Definition. If M is a square matrix of size n, the characteristic polynomial of M is the polynomial phi_{M} in the variable t that is given by the formula phi_{M}(t) = det ( t . 1_{n} - M ), where 1_{n} denotes the identity matrix.
Properties. Let M be an n \times n matrix.
phi_{M} is a polynomial of degree n.
The coefficient in phi_{M} of degree n is 1.
The constant term in phi_{M}, i.e., the coefficient of degree 0, is (-1)^{n} det (M).
The coefficient in phi_{M} of degree n-1 is the negative of the trace of M. (The trace of a square matrix is the sum of its diagonal elements.)
The roots of the characteristic polynomial of a diagonal matrix are the diagonal entries of the matrix.
Similar matrices have the same characteristic polynomial.
Definition. The characteristic polynomial of a linear map of a finite-dimensional vector space is the characteristic polynomial of its matrix relative to any basis of the vector space. (It is independent of the choice of basis, even though the matrix is not, since the matrices arising from different bases are similar.)

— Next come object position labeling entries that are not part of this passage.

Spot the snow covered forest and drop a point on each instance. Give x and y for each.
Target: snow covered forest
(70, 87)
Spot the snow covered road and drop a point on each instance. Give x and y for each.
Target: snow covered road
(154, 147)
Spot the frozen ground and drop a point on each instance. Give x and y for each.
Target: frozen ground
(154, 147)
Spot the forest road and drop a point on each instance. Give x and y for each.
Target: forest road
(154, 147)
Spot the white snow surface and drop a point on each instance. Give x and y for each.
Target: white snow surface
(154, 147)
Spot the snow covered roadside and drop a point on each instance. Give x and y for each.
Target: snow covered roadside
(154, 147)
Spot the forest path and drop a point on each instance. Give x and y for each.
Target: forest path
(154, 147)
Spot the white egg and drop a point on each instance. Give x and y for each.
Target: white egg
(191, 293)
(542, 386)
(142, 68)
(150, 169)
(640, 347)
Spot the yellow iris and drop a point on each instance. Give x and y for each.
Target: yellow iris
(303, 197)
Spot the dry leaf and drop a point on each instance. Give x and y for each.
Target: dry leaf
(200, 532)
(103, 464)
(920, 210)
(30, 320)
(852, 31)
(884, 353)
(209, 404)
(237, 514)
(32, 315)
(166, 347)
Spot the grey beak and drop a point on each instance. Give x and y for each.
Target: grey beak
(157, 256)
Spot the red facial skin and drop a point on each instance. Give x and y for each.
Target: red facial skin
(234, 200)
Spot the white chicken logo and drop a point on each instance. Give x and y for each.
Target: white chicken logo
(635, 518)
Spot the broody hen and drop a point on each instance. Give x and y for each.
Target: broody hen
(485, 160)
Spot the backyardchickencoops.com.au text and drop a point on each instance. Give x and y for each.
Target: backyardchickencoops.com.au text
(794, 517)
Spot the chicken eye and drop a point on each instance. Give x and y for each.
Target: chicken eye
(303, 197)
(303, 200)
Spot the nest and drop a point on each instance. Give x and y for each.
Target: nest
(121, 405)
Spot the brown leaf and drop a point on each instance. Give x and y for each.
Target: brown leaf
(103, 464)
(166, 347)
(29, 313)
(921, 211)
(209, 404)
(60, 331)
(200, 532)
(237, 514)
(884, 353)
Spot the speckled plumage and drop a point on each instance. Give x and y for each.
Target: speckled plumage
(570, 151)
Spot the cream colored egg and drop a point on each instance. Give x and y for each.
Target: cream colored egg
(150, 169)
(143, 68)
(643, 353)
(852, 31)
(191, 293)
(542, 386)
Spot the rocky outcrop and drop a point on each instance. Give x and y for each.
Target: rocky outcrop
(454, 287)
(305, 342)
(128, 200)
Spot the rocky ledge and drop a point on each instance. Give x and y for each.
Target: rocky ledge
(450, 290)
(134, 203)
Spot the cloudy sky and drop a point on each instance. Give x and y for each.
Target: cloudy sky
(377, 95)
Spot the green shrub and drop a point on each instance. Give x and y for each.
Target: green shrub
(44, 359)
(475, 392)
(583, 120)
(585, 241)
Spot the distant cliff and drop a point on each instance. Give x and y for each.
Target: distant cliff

Proposition. The roots of the characteristic polynomial of a linear map are the proper values of the linear map.
Proposition. If the characteristic polynomial of an n \times n matrix has n distinct (real) roots, then the matrix must be similar to a diagonal matrix.
Let A be the 3\times 3 matrix
| 0 | 1 | 0 |
| 1 | 0 | 1 |
| 0 | 1 | 0 |
Find the characteristic polynomial of A.
Find the proper values of the linear transformation f : x -> Ax.
For each proper value c of f find the characteristic subspace of f for c.
Is A similar to a diagonal matrix?
Let f be the linear transformation that is defined by f(x) = M x where M is the 4 \times 4 matrix
| 0 | -1 | 0 | 0 |
| 1 | 0 | 0 | 0 |
| 0 | 0 | 0 | 1 |
| 0 | 0 | -1 | 0 |
Find the characteristic polynomial of M.
Find all proper values of f.
For each proper value c of f find the characteristic subspace of f for c.
Is M similar to a diagonal matrix?
Give an example of a 2\times 2 matrix C not similar to a diagonal matrix for which the characteristic polynomial phi_{C} has a real root of multiplicity 2.